Aliénation parentale

Je reçois Max à l’occasion d’un entretien d’information suite à une injonction du tribunal, en

vue de mettre en place une médiation « parent-ado », entre lui et sa fille Chloé. Il m’explique

que sa relation avec son ex-conjointe est très conflictuelle : « elle n’a jamais supporté la

séparation, et depuis que j’ai une nouvelle compagne, elle fait tout pour me nuire. Elle se

sert de Chloé pour m’atteindre. Elle dit du mal de moi en permanence, et maintenant, Chloé

ne veut plus me voir. Mon avocate dit que c’est caractéristique d’un syndrome d‘aliénation

parentale (SAP) ».

Le SAP est fréquemment mentionné dans les situations de séparation conjugale, lorsque

des enfants disent vouloir couper les ponts avec l’un de leurs parents. Le parent ainsi rejeté

explique le refus de son enfant par une sorte « d’intoxication mentale » mise en place par le

« parent-gardien ».

Une telle catégorisation de la situation n’est pas utile au processus de médiation, et peut

même nuire à la qualité de l’écoute du médiateur. Néanmoins, pour permettre de questionner cette représentation réductrice du SAP, il m’a paru intéressant d’essayer de mieux comprendre ce concept clivant.

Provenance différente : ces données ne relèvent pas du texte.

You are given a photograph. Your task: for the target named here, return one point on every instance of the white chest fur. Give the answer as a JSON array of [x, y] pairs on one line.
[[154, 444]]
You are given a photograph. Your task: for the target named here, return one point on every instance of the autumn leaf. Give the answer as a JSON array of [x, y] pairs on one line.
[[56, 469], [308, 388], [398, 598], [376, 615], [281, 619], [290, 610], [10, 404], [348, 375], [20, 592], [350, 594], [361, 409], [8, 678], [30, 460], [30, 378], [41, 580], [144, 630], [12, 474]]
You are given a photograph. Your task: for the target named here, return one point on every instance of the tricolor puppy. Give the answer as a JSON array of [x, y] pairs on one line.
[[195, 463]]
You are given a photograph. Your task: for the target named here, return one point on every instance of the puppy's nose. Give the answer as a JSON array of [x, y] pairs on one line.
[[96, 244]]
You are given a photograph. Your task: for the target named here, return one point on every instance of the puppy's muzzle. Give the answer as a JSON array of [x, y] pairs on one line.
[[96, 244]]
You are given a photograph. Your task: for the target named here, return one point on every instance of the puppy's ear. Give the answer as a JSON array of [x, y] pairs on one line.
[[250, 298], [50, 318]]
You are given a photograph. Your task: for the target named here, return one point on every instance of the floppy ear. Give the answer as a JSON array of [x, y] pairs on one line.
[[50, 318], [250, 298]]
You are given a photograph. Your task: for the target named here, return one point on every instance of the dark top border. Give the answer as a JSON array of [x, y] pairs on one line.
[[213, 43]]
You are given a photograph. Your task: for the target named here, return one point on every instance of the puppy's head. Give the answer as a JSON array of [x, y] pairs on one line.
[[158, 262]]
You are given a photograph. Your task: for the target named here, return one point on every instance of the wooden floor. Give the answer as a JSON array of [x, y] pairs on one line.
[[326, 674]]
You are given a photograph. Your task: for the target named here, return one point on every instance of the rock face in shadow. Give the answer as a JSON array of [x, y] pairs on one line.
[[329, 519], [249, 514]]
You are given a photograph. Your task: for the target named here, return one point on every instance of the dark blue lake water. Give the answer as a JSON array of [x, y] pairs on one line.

L’origine du concept de « syndrome d’aliénation parentale »

La notion de SAP est introduite dans les années 80 par le Dr Richard Gardner, psychiatre. Elle fait rapidement l’objet de controverses, tant sur un plan scientifique (manque d’études fiables) que sur un plan juridique. La principale critique, reprise par de nombreux mouvements féministes, est pointée en 2006 par le psychiatre américain Paul Fink : « Je suis très inquiet en ce qui concerne l’influence que Gardner et sa pseudo-science peuvent exercer sur les tribunaux…. Une fois que le juge admet le SAP, il est facile de conclure que les allégations d’agressions sont mensongères et les tribunaux attribuent la garde des enfants à des agresseurs présumés ou avérés ». Cette argumentation est reprise par le Conseil de l'Europe qui exhorte les États de l'UE « à ne pas reconnaître le SAP dans leur pratique judiciaire et leur droit ».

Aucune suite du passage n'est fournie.